Compass Basics – Locating your position accurately using three visibly identifiable features.

If you are not located on a visible linear feature such as a path, stream or ridge, but you need to know your location it’s possible to do this by using three distant visible features which are identifiable on your map.

You can use any visible features that you can identify with certainty on your map – for example, a structure, rock formation, triangulation pillar, summit or similar.

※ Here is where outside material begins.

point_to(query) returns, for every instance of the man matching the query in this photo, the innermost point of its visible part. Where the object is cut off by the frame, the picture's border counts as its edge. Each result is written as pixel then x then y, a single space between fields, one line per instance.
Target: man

It is much more helpful if these features are also distant from one another (e.g., one to your left, one to your right, and one straight ahead, or behind you) as this will improve the accuracy of the result.

Here’s how:

  • Once you have located your three identifiable features, point your compass at the first feature and take a bearing.
  • Transfer this bearing back to your map using the method you used to locate yourself along the ridge in this post.
  • Mark a line on your map with a pencil by drawing along the edge of your baseplate.
  • Next, point your compass at the second feature and take a bearing
  • Transfer this bearing back to your map
  • Mark another line from this feature using this new bearing so that it crosses the first line that you marked.
  • Finally, point your compass at the third feature and take the bearing
  • Transfer this bearing back to your map
  • Mark a final line on your map using the third bearing so that it, too, crosses the first line that you marked, it should also cross the second line.
  • The three lines will intersect, usually leaving a small triangle (this is called a witch’s hat)
  • So long as you have taken good care in taking your bearings and transferring them back to your map, your actual location will be inside the witch’s hat. The more accurate your bearings, the smaller the witch’s hat will be. 

The technical term for this method is “resection”.

You can now set about navigating the rest of your journey using the other skills you have learned in our Basics section.